Chapter 4 Data Preparation

Data prep in R is not easy. Consider this page to still be under construction.

4.1 Packages Needed for Data Preparation

This code will check that required packages for this chapter are installed, install them if needed, and load them into your session.

req <- substitute(require(x, character.only = TRUE))
libs<-c("dplyr", "Hmisc", "DataExplorer", "funModeling", "reshape", "plyr", "car")
sapply(libs, function(x) eval(req) || {install.packages(x); eval(req)})

4.2 Knowing Thy Data

The following commands are useful in getting to know your data.

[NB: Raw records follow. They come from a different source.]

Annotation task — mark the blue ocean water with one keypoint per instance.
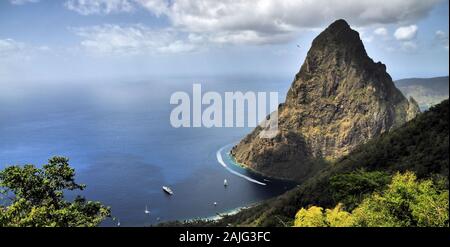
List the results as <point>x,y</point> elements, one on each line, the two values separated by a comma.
<point>118,137</point>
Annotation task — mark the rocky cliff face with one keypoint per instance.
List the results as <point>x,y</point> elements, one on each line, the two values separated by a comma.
<point>339,99</point>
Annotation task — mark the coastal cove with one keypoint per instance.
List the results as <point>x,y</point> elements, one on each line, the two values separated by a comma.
<point>118,137</point>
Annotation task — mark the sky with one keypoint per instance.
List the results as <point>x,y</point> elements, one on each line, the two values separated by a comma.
<point>70,40</point>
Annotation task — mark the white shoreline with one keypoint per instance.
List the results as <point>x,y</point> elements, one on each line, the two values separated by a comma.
<point>222,162</point>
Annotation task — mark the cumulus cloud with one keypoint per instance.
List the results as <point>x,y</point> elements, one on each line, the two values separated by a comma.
<point>408,46</point>
<point>89,7</point>
<point>9,47</point>
<point>442,38</point>
<point>21,2</point>
<point>406,33</point>
<point>262,21</point>
<point>131,40</point>
<point>381,31</point>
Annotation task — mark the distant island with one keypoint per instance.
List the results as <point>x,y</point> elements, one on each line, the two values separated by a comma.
<point>426,91</point>
<point>362,152</point>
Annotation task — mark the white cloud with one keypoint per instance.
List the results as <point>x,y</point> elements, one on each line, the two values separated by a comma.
<point>131,40</point>
<point>381,31</point>
<point>408,46</point>
<point>10,47</point>
<point>20,2</point>
<point>89,7</point>
<point>442,38</point>
<point>406,33</point>
<point>262,21</point>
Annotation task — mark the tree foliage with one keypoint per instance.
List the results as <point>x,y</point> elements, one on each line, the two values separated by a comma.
<point>35,197</point>
<point>405,202</point>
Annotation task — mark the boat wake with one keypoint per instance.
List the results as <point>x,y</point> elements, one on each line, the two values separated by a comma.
<point>222,162</point>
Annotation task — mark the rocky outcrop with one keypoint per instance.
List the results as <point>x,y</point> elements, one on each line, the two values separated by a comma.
<point>339,99</point>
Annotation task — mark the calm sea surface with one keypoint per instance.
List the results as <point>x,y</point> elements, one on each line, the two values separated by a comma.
<point>118,137</point>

View(mydata)        # This is useful for viewing your data set (note the capital V)
str(mydata)
head(mydata)        # Shows the first five rows of data
dplyr::glimpse(mydata)     # glimpse is a function of the dplyr package  
funModeling::status(mydata) # shows you the number/% of zeroes, NAs, and variable type in data set
Hmisc::describe(mydata)    # describe is a function of the Hmisc package (I favor this one)
class(mydata$var)   # To see how R currently classifies a particular variable
DataExplorer::create_report(mydata)    # Useful for creating a thorough report on your data

4.3 Cleaning and Prepping Data

Removing a variable

mydata$var <- NULL

Keeping select variables (consider assigning the variables to a new dataset, as below)

mydata2 <- mydata[ , c("var1", "var2", "var3")]

Cloning a variable or even a data set

mydata$newvar <- mydata$oldvar
clone_dataset <- original_dataset   # I often use this to simplify the name of my data set

Generating a variable based on other variable(s) (examples)

mydata$newvar <- mydata$oldvar1 / mydata$oldvar2
mydata$newvar <- mydata$oldvar / 1000

Renaming a Variable (using “reshape” package)

mydata <- reshape::rename(mydata, c("oldname" = "newname"))

Recoding a categorical variable (using plyr or car packages)

mydata$newvar <- plyr::revalue(mydata$origvar, c("1" = "2", "2" = "2", "3" = "1"))
mydata$newvar <- plyr::revalue(mydata$origvar, c("1 label" = "# label", "2 label" = "# label"))

mydata$newvar <- car::recode(origvar, "old=new; old=new; old=new")
mydata

Reverse Coding

summary(var)
mydata$var_r <- mydata$var * -1 + maxvalue

Z-scoring continuous variables

mydata$zvar <- scale(mydata$var)

Adding Value Labels

Before adding value labels, you must first declare your categorical variables as factor variables.

mydata$catvar <- factor(mydata$catvar)

# In this generic code, I use values 1 through 4. Your values may differ; adjust the code accordingly.

mydata$catvar <- factor(mydata$catvar, levels = c(1,2,3,4), labels = c("label1", "label2", "label3", "label4"))

4.4 Subsetting Data and Imposing Conditions

Generating Subset Datasets

You may want to consult this blog post on how to subset a data frame in R: https://www.r-bloggers.com/2016/11/5-ways-to-subset-a-data-frame-in-r/

If you want to generate a new dataset that is a subset of an existing one, this may be the most straightforward approach:

mydata_subset <- subset(mydata, select = c("Variable 1", "Variable 2", Variable 3"))

You can also include an option to restrict the new dataset based on other conditions. The following command replicates the above subset command, but specifies that the new dataset should include only those cases that have a value of 2 on variable 4.

mydata_subset <- subset(mydata var4 == 2, select = c("Variable 1", "Variable 2", "Variable 3"))

Embedding Conditions within Commands

If you want to simply run an analysis based on certain conditions without first generating another dataset, you can embed the condition(s) within the command. For example, the following commands show a regular ANOVA command followed by commands that restrict the sample based on conditions tied to var1 and var2. Note that you cannot use < or > with factor variables when subsetting; you will have to use == and possibly ( ) if including a condition based on another variable.

object <- aov(intvar ~ catvar, data = mydata)
object <- aov(intvar ~ catvar, data = subset(mydata, var1<3 & var2 == 2))
object <- aov(intvar ~ catvar, data = subset(mydata, (var1 == 1 | var1 == 2) & var2 < 40))